Los perros olfatean la tierra. Se muestran inquietos. Un trueno retumba a lo lejos. El aire trae consigo el olor a cobre de la lluvia y se levanta viento. Me alborota el cabello.
—Ella cree que el ala este está maldita, que atraerá a los muertos. Que alguien quiere que vengan.
—¿Quién? —pregunta.
—No lo sé. No he entendido lo que me ha dicho.
—Está muy enferma —explica Kartik—. Esta noche ha escuchado el grito de la lechuza; la precursora de la muerte. No llegará al verano.
—Lamento oír eso —digo.
Uno de los perros me pone las patas en mi falda y se estira para que lo acaricie. Le rasco suavemente detrás de las orejas y me lame la mano. Kartik acaricia el pelo del animal y nuestros dedos se tocan durante unos instantes.

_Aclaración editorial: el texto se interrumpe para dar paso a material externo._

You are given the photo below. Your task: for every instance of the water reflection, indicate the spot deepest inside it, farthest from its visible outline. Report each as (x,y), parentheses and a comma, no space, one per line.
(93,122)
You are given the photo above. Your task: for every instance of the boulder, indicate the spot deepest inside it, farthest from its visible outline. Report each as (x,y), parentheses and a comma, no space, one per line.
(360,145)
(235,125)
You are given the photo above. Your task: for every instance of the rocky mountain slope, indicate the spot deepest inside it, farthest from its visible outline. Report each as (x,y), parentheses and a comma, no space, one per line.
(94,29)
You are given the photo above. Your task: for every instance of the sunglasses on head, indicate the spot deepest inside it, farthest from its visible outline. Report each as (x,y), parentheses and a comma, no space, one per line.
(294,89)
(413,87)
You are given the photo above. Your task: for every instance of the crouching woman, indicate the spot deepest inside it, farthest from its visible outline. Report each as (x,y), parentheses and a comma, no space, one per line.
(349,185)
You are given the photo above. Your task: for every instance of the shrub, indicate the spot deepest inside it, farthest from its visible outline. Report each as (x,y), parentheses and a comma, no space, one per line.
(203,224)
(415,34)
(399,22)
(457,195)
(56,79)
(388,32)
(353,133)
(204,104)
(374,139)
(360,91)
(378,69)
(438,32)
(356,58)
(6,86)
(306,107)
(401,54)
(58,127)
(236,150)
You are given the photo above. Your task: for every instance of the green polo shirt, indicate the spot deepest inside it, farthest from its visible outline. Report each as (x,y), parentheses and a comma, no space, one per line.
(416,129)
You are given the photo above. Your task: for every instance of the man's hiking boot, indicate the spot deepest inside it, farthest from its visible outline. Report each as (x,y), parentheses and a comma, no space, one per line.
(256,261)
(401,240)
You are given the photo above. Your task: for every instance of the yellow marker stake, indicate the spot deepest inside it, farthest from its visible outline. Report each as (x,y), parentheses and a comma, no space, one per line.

Un chispazo me atraviesa el cuerpo.
—Anoche tuve un sueño —dice mientras mira a su alrededor por si alguien nos ve. Después de asegurarse de que nadie nos mira, se me acerca y me besa en la frente, los párpados y, finalmente, en la boca—. Estaba en un jardín. De los árboles caían flores blancas. Era el lugar más hermoso que he visto en mi vida.
—Me has descrito los reinos —respondo como puedo, pues tengo sus labios en los míos—. ¿Y aparecía yo en ese sueño?
—Sí —responde sin añadir nada más, excepto un rastro de besos bajo mi cuello que hacen que la cabeza me dé vueltas.
—¿Era malo? —consigo preguntar, pues de repente me asusto al pensar en lo que puede haber soñado.
Niega con la cabeza lentamente y se le escapa una sonrisa traviesa.
—Puede que tenga que ver esos reinos por mí mismo.
Un trueno se escucha más cerca; pequeñas brechas de luz crepitan en el cielo. Grandes gotas de lluvia salpican los árboles y me golpean en la cara. Kartik se ríe y me seca las mejillas con el dorso de la mano.
—Será mejor que entres en la academia.
La lluvia comienza a arreciar cuando llego a la cima del claro, pero me trae sin cuidado. Sonrío como una tonta. Alzo los brazos y levanto el rostro para recibir sus besos húmedos. «¡Hola, lluvia! ¡Feliz primavera para ti también!» Piso con fuerza un charco y me echo a reír cuando me salpico la ropa de barro.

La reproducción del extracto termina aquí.